The Einstein–Legendre approach introduced and studied in this paper recasts f(R) theory in the form ‘general relativity plus a self-interacting scalar field’ without introducing frames and conformal transformations, but staying with the same metric and Legendre-scalarizing the action. This avoids a number of shortcomings of the standard conformal equivalence such as the physicality issue, and the problem of the presence of nonminimal couplings of the field \(\psi \) to matter which arise when one passes to a conformally related frame, while at the same time reduces the equations to second order. The present approach is also simpler in that polynomial potentials (instead of exponential ones) result without conformal transformations, compare e.g., the case of the quadratic theory potential (11) studied here to the polynomial potential that arises in the classic result of Whitt [2]. The developments of Sect. 3 of this paper hopefully highlight this point more clearly.
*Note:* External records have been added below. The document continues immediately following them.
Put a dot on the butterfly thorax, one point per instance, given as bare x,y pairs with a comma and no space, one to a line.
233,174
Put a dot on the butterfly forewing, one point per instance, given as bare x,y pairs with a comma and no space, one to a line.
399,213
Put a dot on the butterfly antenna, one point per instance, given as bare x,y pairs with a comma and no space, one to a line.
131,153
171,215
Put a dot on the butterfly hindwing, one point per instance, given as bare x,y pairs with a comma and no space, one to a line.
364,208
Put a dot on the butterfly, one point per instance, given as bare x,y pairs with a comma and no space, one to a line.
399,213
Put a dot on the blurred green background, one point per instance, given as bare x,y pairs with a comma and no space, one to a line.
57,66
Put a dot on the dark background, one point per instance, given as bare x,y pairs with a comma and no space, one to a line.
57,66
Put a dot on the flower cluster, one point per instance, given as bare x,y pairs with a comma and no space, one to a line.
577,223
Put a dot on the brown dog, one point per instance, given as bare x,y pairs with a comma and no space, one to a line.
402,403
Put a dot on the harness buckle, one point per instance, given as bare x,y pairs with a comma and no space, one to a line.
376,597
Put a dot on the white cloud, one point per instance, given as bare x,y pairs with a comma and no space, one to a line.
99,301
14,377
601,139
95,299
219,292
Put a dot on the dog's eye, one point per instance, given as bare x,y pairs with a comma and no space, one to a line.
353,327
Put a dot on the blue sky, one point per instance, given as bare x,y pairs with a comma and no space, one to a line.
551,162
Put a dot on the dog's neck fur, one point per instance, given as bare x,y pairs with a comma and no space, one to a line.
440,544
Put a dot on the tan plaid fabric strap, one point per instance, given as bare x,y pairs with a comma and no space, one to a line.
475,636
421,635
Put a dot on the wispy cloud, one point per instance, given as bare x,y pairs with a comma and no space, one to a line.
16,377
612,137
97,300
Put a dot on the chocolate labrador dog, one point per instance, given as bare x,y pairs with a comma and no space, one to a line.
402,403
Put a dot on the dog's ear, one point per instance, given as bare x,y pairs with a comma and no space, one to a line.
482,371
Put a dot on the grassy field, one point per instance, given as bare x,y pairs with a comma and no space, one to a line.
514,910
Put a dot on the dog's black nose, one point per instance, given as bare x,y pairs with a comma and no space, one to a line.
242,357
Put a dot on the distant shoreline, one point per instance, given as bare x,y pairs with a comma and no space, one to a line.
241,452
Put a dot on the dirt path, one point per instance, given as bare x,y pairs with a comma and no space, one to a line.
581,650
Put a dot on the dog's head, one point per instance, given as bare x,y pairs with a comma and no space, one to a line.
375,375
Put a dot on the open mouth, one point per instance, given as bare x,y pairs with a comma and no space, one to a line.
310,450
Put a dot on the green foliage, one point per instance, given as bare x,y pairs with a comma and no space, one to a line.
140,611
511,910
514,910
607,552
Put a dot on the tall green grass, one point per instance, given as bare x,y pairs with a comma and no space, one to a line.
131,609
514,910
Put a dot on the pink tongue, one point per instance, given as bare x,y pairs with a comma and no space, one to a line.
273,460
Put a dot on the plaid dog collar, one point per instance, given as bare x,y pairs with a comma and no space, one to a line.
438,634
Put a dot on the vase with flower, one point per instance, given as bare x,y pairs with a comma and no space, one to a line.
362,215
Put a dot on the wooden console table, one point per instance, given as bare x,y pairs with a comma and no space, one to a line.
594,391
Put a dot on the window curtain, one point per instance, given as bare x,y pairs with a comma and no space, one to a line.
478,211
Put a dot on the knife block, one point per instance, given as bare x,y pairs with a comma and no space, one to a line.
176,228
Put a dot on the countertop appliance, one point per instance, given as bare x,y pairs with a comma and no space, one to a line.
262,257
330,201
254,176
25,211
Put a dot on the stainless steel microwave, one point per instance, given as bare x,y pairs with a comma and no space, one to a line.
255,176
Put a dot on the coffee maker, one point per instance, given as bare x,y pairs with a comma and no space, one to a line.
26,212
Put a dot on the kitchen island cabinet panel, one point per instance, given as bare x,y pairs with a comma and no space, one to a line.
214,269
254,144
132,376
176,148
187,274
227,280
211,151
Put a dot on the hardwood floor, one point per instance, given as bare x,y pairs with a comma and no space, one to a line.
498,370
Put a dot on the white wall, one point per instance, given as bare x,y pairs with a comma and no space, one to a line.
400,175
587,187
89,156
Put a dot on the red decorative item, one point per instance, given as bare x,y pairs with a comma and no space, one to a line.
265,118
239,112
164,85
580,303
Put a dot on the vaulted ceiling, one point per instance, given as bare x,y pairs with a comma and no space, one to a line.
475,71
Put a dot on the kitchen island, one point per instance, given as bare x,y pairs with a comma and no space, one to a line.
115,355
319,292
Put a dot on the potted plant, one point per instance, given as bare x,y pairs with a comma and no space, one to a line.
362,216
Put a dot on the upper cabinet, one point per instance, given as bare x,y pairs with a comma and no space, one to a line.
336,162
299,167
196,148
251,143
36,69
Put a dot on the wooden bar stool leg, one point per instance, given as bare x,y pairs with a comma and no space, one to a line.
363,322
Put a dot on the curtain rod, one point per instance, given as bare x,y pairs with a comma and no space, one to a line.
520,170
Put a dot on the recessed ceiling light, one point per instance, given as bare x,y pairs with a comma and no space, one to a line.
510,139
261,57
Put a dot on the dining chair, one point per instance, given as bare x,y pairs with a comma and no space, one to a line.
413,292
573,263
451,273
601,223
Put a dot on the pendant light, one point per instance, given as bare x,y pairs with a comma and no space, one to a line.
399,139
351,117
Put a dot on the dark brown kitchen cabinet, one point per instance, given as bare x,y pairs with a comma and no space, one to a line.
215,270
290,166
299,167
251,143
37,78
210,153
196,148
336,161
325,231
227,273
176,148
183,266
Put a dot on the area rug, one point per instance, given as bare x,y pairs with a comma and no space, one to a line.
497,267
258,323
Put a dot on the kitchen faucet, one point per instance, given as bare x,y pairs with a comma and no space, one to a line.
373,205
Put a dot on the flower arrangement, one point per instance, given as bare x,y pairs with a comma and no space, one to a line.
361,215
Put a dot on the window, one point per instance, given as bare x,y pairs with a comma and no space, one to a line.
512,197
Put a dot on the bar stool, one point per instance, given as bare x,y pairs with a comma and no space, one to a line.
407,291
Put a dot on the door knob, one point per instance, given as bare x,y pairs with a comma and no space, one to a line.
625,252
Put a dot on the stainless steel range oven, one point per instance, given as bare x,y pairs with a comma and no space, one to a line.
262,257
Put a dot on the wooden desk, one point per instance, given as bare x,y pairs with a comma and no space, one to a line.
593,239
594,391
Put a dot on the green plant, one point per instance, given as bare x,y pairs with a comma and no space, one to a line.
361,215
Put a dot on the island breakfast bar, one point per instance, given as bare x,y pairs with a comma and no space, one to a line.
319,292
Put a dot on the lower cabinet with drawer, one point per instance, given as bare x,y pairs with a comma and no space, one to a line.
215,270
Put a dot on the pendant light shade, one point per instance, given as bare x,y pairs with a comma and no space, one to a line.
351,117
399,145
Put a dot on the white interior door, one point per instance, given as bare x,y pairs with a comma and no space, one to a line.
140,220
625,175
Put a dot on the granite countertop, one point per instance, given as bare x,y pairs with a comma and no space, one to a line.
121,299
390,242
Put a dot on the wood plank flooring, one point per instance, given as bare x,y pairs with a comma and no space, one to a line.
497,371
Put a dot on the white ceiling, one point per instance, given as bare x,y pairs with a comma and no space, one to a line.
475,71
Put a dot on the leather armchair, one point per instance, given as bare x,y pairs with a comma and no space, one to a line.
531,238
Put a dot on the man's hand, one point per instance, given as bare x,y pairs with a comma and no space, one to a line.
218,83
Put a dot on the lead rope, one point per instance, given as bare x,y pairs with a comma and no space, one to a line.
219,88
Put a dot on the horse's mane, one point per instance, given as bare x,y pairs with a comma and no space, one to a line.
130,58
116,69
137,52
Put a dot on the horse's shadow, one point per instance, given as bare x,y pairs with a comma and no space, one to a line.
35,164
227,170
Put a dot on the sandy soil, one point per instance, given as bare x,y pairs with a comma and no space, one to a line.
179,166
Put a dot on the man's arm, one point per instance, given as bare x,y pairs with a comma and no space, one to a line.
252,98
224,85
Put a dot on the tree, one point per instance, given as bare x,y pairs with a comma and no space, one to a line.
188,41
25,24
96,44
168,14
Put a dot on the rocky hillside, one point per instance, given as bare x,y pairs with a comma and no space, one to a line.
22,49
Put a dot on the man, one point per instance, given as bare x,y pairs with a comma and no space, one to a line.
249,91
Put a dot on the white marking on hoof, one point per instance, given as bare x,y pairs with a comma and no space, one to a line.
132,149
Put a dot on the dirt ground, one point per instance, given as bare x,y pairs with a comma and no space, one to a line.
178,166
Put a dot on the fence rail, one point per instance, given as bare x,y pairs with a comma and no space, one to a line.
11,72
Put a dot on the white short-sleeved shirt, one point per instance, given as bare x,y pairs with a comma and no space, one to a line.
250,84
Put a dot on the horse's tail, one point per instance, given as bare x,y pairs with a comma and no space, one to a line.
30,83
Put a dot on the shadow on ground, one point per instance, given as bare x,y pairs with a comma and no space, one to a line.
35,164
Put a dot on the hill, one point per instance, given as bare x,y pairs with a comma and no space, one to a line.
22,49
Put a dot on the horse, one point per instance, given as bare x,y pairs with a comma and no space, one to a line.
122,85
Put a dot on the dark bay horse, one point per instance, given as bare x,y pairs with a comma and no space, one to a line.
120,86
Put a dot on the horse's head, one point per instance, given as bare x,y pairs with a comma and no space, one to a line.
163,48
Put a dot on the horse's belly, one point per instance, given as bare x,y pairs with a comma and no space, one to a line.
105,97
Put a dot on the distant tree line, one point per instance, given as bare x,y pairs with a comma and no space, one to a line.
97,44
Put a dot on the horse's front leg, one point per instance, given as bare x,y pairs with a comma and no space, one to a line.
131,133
One may extend the Legendre scalarization reasoning advanced presently to other interesting choices of modified gravity. For example, for a theory of the form \(f(R, \text {Ric}^2)\equiv f(x,y)\), we may set \(\phi =\dot{f}=\partial f/\partial x, \psi =f'=\partial f/\partial y\), and the Legendre transform in this case will be, \( W:(\phi ,\psi ,f(x,y))\mapsto (\phi ,\psi ,W(\phi ,\psi )), \) where, \( W(\phi ,\psi )=\phi x+\psi y-f(x,y). \) In this case Legendre scalarization will be realized in the form of the following Einstein–Ricci–Legendre lagrangian, \( R+W+X_\phi +X_\psi +L_{\text {mat}}, \) and we may further proceed as above. Other interesting terms of higher-order may be scalarized by using higher-dimensional Legendre transforms.